# Nitrates 80-160ppm



## zeefs (Jul 26, 2010)

So ive gone through a cycle now im stuck with high nitrates somewhere between 80-160ppm ive done 15% water changes every other 3 times now and they still havent budged. Is there anything i should be doing more?

*every other day


----------



## I Can Mate (Apr 8, 2010)

Larger water changes like 50%


----------



## zeefs (Jul 26, 2010)

that high would dAily 15% wwork do you think?


----------



## BRUNER247 (Jun 2, 2010)

That's too high.

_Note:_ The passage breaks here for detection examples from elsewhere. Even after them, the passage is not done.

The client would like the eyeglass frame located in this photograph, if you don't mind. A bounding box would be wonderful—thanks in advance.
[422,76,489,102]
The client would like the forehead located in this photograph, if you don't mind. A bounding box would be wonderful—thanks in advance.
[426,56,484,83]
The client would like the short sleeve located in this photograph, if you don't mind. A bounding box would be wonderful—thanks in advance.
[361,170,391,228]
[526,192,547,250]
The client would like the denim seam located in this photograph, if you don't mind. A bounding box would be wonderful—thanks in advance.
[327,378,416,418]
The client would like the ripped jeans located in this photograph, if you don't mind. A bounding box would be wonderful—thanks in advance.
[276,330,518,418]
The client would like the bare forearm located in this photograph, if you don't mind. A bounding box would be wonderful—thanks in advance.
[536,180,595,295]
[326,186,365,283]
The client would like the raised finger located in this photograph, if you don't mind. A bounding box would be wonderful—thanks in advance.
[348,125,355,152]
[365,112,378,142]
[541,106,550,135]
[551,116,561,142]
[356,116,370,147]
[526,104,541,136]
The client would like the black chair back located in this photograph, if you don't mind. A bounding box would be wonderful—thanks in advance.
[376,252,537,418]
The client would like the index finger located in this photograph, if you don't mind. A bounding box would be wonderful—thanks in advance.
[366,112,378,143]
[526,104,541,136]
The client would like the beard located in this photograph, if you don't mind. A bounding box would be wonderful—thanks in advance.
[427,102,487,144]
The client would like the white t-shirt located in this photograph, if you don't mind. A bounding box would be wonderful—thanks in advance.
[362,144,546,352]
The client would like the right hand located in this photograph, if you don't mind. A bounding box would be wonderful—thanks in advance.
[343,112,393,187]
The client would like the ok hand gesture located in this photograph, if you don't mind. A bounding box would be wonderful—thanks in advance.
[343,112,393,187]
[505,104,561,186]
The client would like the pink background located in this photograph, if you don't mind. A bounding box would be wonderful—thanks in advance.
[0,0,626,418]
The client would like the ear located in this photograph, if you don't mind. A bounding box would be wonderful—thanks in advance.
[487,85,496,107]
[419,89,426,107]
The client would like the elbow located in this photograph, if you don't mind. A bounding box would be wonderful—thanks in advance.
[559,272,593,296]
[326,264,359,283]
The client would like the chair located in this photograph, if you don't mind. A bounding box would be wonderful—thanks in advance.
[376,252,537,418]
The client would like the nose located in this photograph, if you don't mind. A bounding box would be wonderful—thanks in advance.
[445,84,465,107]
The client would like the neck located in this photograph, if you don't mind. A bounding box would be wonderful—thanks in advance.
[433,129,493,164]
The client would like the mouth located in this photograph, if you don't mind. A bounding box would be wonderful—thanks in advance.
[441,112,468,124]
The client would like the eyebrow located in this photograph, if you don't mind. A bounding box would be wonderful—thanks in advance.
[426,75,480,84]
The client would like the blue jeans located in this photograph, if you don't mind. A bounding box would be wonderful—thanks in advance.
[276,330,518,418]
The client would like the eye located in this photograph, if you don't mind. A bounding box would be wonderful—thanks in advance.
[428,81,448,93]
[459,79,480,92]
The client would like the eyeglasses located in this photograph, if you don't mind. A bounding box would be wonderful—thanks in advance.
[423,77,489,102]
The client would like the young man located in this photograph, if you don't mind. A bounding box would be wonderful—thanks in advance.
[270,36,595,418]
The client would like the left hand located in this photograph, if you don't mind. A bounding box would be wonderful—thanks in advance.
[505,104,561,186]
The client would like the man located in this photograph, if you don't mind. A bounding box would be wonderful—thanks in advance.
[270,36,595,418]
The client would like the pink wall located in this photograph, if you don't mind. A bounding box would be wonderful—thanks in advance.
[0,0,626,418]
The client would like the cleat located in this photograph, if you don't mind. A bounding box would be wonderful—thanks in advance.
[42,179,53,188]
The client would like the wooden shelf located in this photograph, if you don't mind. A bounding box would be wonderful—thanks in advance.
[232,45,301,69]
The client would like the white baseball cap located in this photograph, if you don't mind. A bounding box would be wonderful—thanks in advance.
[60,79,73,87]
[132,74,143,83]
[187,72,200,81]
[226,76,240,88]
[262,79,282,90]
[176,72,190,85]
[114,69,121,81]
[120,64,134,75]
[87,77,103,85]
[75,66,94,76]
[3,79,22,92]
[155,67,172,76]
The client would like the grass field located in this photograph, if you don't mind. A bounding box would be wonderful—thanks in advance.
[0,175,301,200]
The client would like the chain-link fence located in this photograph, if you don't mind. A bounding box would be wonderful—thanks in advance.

Like ICM more at waterchanges n cut back on feeding a hair should help a lil too.


----------



## zeefs (Jul 26, 2010)

whats ICM?


----------



## BRUNER247 (Jun 2, 2010)

zeefs said:


> whats ICM?


The pretty girl from above. I can mate=ICM


----------



## zeefs (Jul 26, 2010)

ahh lol good call man, so what do u think i should do just daily 15% ?

or 15% daily is too high u mean? my bad


----------



## BRUNER247 (Jun 2, 2010)

Idk that might be to fast. I'd try 30% check it. Maybe in few days 30% again n check n adjust from there if its not coming down bump up to 50%. What size tank, what fish, n filter ect. Planted?


----------



## zeefs (Jul 26, 2010)

Ok ill try the 30% forsure

I have a 112 gallon, ac110,whispers 40&60 
5-7"ish & 1-4" all reds i dont have any plants in tank they never last with me


----------



## Onkiebonkie (Apr 5, 2010)

How long ago did you change your substrate? And is it course or fine?


----------



## zeefs (Jul 26, 2010)

I just did my gravel cleaning on the 28th, i dont really know what kind of substrate it is regular black i dunno


----------



## Onkiebonkie (Apr 5, 2010)

No, i mean how long since you totally renewed your substrate? Alot of dirt accumulates over time (espessially the course substrate) to the point waterchanges have little or no effect.


----------



## zeefs (Jul 26, 2010)

Oh ok last time i did that was on july 8th


----------



## Soul Assassin (Nov 21, 2006)

Onkiebonkie said:


> No, i mean how long since you totally renewed your substrate? Alot of dirt accumulates over time (espessially the course substrate) to the point waterchanges have little or no effect.


You dont have to replace the substrate, ever. All you need to do is vac it well every week. I would do it twice a week untill your nitrates are good. You also dont need a deep substrate, an inch max. The deeper the dirtier...

Also clean up as much after feeding


----------



## zeefs (Jul 26, 2010)

yah i had only completely changed the gravel because i transfered my 55gal into my 110 good to know i dont ever have to do that again though t.y.


----------



## the_w8 (Jul 28, 2003)

Yea you definitely dont need to change ur substrate...I've jad the same substrate since 2000 lol. If you wanna keep ur nitrates in check, after feedings make sure anything isn't laying leftover and gravel vac weekly. I change about 30-40% of my water weekly and my nitrates don't go above 20ppm and its been this way for a LONG time.


----------